Thirty scientists in the county process about 8,000 pieces of evidence each year in fields that include toxicology, firearms and fingerprint analysis. The fastest-growing section is forensic biology, where scientists examine blood, semen, and other bodily fluids for DNA. Six DNA analysts handle an average of 10 new cases each month while trying to make a dent in a backlog of about 270 cases, each of which may involve testing several samples. Waits of six to eight weeks are common, although a test can be done in about a week. “We do the best we can,” Morris said. “But needless to say, we fall further and further behind.”

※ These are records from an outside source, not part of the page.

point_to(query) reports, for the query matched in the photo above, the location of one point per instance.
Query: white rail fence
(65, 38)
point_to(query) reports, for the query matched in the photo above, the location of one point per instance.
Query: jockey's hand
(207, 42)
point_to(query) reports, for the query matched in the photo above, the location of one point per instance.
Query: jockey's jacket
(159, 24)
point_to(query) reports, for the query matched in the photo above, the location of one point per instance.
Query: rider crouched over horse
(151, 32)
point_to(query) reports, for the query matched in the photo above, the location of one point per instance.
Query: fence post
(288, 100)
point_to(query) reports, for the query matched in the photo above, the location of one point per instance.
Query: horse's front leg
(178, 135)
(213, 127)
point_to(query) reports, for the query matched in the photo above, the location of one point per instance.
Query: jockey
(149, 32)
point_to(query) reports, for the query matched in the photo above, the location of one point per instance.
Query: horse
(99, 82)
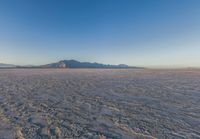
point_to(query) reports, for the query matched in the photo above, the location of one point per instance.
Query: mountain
(2, 65)
(77, 64)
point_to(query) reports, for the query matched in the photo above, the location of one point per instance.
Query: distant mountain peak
(77, 64)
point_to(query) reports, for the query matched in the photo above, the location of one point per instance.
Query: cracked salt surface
(99, 103)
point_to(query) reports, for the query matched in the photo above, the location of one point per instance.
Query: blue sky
(151, 33)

Nationwide, crime labs are deluged with requests for DNA analysis. The National Institute of Justice estimates that the backlog of rape and homicide cases is about 350,000. A recent survey of California labs revealed a backlog problem in five areas of forensic testing, with DNA the greatest challenge. Lab directors reported that it would require 326 additional staff members at an estimated cost of $26 million to meet the demands for DNA, toxicology, and other testing.
The problem could be exacerbated by the state’s budget woes. A three-year, $50-million state grant to pay for DNA tests in older rape cases will expire next year. Money from the “cold-hit program,” which covers examining genetic material and entering offender profiles into a database, pays for two of six analysts at the Ventura County lab.